His intention is to get the word out about the change to digital television and to offer help with information and presentations.
Those who are not prepared for the change could be without television signals--those who receive their broadcasts using antennae on televisions that are not equipped with digital tuners.
People who receive their television programming from cable and satellite services will not be affected.
Millions of $40 coupons are available that can be used for analog-to-digital converters that will work with existing television sets. To receive the $40 coupon you must call (888) DTV-2009 or sign up online at www.dtv.gov
Each household can get up to two coupons, but only one per television can be used. Converters will receive digital broadcasts over-the-air and convert them to a format that allows an analog television to display.
The converters cost between $40 and $70 and are available in many retail stores.
The change has been in the works for several years and came about because the Federal Communications Commission (FCC) wants to free broadcast space for emergency radio and other forms of wireless communication.

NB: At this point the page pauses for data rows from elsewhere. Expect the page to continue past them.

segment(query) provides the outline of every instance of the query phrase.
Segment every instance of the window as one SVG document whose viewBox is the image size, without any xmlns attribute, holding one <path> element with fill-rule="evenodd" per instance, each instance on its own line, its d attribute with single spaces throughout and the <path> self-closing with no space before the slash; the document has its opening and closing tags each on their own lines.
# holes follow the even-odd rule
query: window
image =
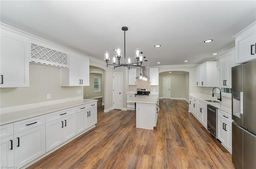
<svg viewBox="0 0 256 169">
<path fill-rule="evenodd" d="M 98 92 L 100 91 L 100 77 L 93 77 L 94 84 L 93 91 Z"/>
</svg>

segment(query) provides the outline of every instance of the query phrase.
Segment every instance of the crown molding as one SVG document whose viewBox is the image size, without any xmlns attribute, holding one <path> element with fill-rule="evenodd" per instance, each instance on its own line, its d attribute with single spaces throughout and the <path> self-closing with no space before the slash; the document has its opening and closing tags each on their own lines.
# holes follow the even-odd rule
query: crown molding
<svg viewBox="0 0 256 169">
<path fill-rule="evenodd" d="M 46 43 L 49 45 L 55 45 L 61 49 L 68 51 L 69 52 L 75 53 L 76 54 L 82 55 L 82 56 L 86 57 L 89 59 L 90 60 L 92 61 L 93 61 L 95 62 L 96 62 L 98 63 L 100 63 L 104 65 L 106 65 L 106 63 L 104 61 L 100 61 L 96 59 L 95 59 L 91 56 L 85 55 L 80 52 L 78 52 L 77 51 L 75 51 L 74 50 L 71 49 L 70 48 L 68 48 L 64 46 L 59 45 L 58 43 L 56 43 L 52 42 L 51 41 L 49 41 L 48 40 L 46 39 L 45 39 L 42 38 L 42 37 L 40 37 L 38 36 L 30 33 L 28 33 L 25 31 L 13 27 L 12 26 L 11 26 L 7 24 L 4 24 L 2 22 L 0 22 L 0 29 L 1 29 L 1 31 L 7 31 L 8 33 L 10 33 L 12 32 L 12 33 L 18 33 L 20 35 L 21 35 L 24 36 L 24 37 L 26 37 L 29 39 L 29 40 L 36 40 L 40 41 L 43 41 L 43 42 Z"/>
<path fill-rule="evenodd" d="M 158 66 L 149 66 L 149 67 L 196 67 L 200 64 L 193 64 L 187 65 L 162 65 Z"/>
</svg>

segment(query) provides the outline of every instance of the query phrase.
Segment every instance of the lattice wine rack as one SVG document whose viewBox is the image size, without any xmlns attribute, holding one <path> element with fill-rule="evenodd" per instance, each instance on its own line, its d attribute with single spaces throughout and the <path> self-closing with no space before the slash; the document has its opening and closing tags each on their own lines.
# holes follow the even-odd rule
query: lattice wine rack
<svg viewBox="0 0 256 169">
<path fill-rule="evenodd" d="M 30 62 L 49 66 L 68 68 L 68 54 L 31 43 Z"/>
</svg>

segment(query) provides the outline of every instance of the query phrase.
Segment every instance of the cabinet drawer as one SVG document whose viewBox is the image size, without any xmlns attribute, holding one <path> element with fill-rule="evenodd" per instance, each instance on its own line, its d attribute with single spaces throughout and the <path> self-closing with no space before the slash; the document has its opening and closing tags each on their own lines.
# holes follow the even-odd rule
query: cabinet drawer
<svg viewBox="0 0 256 169">
<path fill-rule="evenodd" d="M 19 122 L 15 122 L 14 124 L 14 134 L 34 128 L 45 124 L 45 115 L 30 118 Z"/>
<path fill-rule="evenodd" d="M 79 112 L 82 112 L 83 111 L 84 111 L 88 109 L 88 106 L 89 106 L 89 104 L 84 104 L 82 105 L 81 106 L 79 106 L 76 107 L 75 108 L 75 112 L 76 113 L 78 113 Z"/>
<path fill-rule="evenodd" d="M 92 108 L 94 107 L 97 107 L 97 102 L 93 102 L 92 103 L 87 104 L 87 109 Z"/>
<path fill-rule="evenodd" d="M 45 122 L 48 123 L 74 114 L 75 109 L 75 108 L 72 107 L 47 114 L 45 115 Z"/>
<path fill-rule="evenodd" d="M 0 126 L 0 138 L 3 138 L 13 135 L 13 123 Z"/>
<path fill-rule="evenodd" d="M 127 98 L 131 97 L 135 97 L 135 94 L 127 94 Z"/>
<path fill-rule="evenodd" d="M 221 110 L 218 110 L 218 114 L 219 117 L 223 118 L 226 120 L 233 121 L 232 120 L 232 116 L 231 114 L 226 113 Z"/>
</svg>

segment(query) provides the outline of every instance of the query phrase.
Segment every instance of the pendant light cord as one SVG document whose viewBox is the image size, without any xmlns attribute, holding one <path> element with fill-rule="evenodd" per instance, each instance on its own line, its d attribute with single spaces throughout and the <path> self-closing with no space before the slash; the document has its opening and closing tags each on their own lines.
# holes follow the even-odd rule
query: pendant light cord
<svg viewBox="0 0 256 169">
<path fill-rule="evenodd" d="M 125 65 L 125 31 L 124 31 L 124 65 Z"/>
</svg>

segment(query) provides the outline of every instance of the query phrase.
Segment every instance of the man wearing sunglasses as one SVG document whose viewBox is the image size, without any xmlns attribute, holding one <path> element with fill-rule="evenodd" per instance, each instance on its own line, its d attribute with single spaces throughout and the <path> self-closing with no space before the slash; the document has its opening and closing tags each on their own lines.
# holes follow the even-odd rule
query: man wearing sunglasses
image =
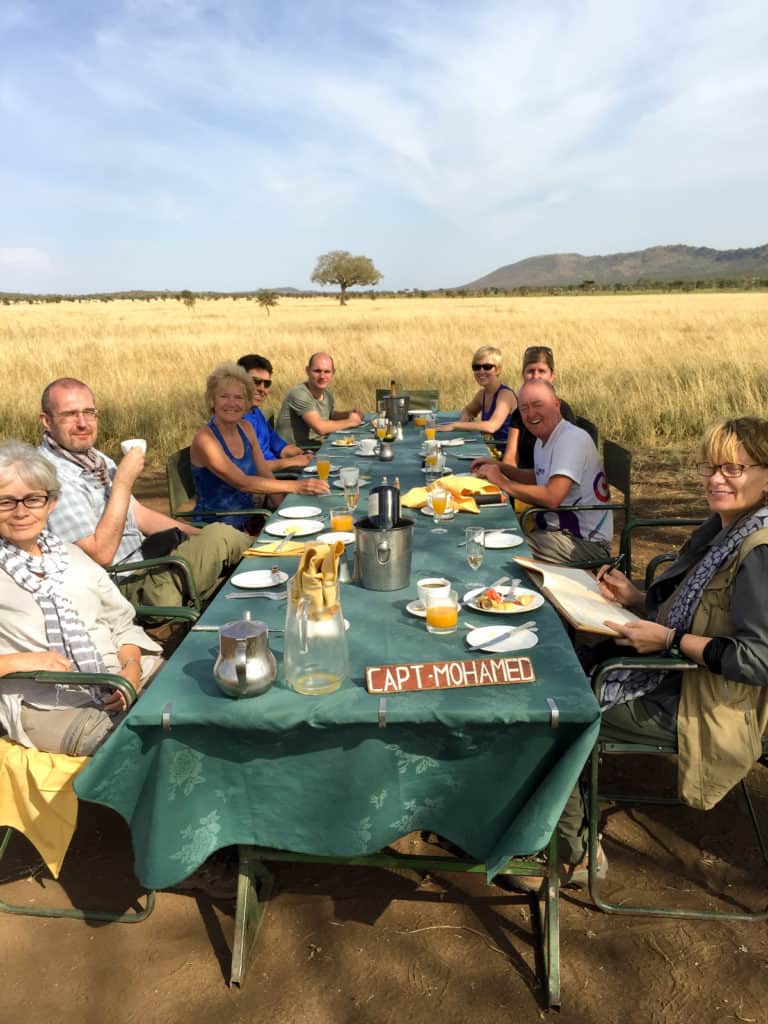
<svg viewBox="0 0 768 1024">
<path fill-rule="evenodd" d="M 297 444 L 289 444 L 281 437 L 261 412 L 261 406 L 269 394 L 272 386 L 272 365 L 264 355 L 241 355 L 238 366 L 243 367 L 254 384 L 253 408 L 246 413 L 244 419 L 256 431 L 261 454 L 268 462 L 272 462 L 272 471 L 281 469 L 303 469 L 312 461 L 310 452 L 303 452 Z"/>
<path fill-rule="evenodd" d="M 137 501 L 132 490 L 144 467 L 143 450 L 130 449 L 117 466 L 94 446 L 98 411 L 93 392 L 82 381 L 52 381 L 41 404 L 45 432 L 39 451 L 56 467 L 61 484 L 49 529 L 77 544 L 99 565 L 181 555 L 200 596 L 210 597 L 220 578 L 240 562 L 251 538 L 225 523 L 200 529 Z M 171 571 L 131 577 L 121 590 L 132 604 L 155 607 L 178 606 L 187 596 L 180 577 Z"/>
</svg>

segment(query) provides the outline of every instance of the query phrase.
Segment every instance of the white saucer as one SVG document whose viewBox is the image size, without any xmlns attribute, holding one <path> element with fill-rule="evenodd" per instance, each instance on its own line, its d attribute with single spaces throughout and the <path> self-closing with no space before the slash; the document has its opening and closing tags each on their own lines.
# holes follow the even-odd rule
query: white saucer
<svg viewBox="0 0 768 1024">
<path fill-rule="evenodd" d="M 278 509 L 278 515 L 285 516 L 286 519 L 312 519 L 314 516 L 323 515 L 323 509 L 318 505 L 294 505 L 287 509 Z"/>
<path fill-rule="evenodd" d="M 271 537 L 308 537 L 325 529 L 322 519 L 299 519 L 298 522 L 268 522 L 264 532 Z"/>
<path fill-rule="evenodd" d="M 511 637 L 496 643 L 494 637 L 503 636 L 507 632 L 507 627 L 481 626 L 476 630 L 470 630 L 464 638 L 467 646 L 473 650 L 486 650 L 492 654 L 506 654 L 511 650 L 527 650 L 536 647 L 539 637 L 534 630 L 516 630 Z"/>
<path fill-rule="evenodd" d="M 337 541 L 341 541 L 342 544 L 354 544 L 354 534 L 350 534 L 347 529 L 332 529 L 329 534 L 321 534 L 316 540 L 323 544 L 336 544 Z"/>
<path fill-rule="evenodd" d="M 288 573 L 280 569 L 272 572 L 271 569 L 252 569 L 250 572 L 239 572 L 230 578 L 232 587 L 241 587 L 243 590 L 264 590 L 267 587 L 278 587 L 288 580 Z"/>
<path fill-rule="evenodd" d="M 484 543 L 488 550 L 516 548 L 518 544 L 522 544 L 522 538 L 518 534 L 507 534 L 502 529 L 488 529 L 485 531 Z"/>
</svg>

In 1996 the U.S. Congress authorized the distribution of an additional broadcast channel to each television broadcaster to introduce digital television. At the same time they could continue to use their current analog equipment to broadcast.
The idea is to improve sound and picture quality and to free parts of the broadcast spectrum for public safety.
Digital television (DTV) is a new type of broadcasting technology that turns a television picture and sound into data bits which allows more information to be transmitted faster and with better quality.
DTV allows the same number of stations to broadcast using fewer total channels. It is a more flexible and efficient technology than the current analog system.
DTV allows high definition (sharper picture) as well as multi-casting, which is providing several streams of information on one broadcast channel.
Those with cable or satellite television already have the equipment to receive these multicasts. Only those who use antennae should need to upgrade, and, not necessarily to a new television. Simply buying a converter box should work.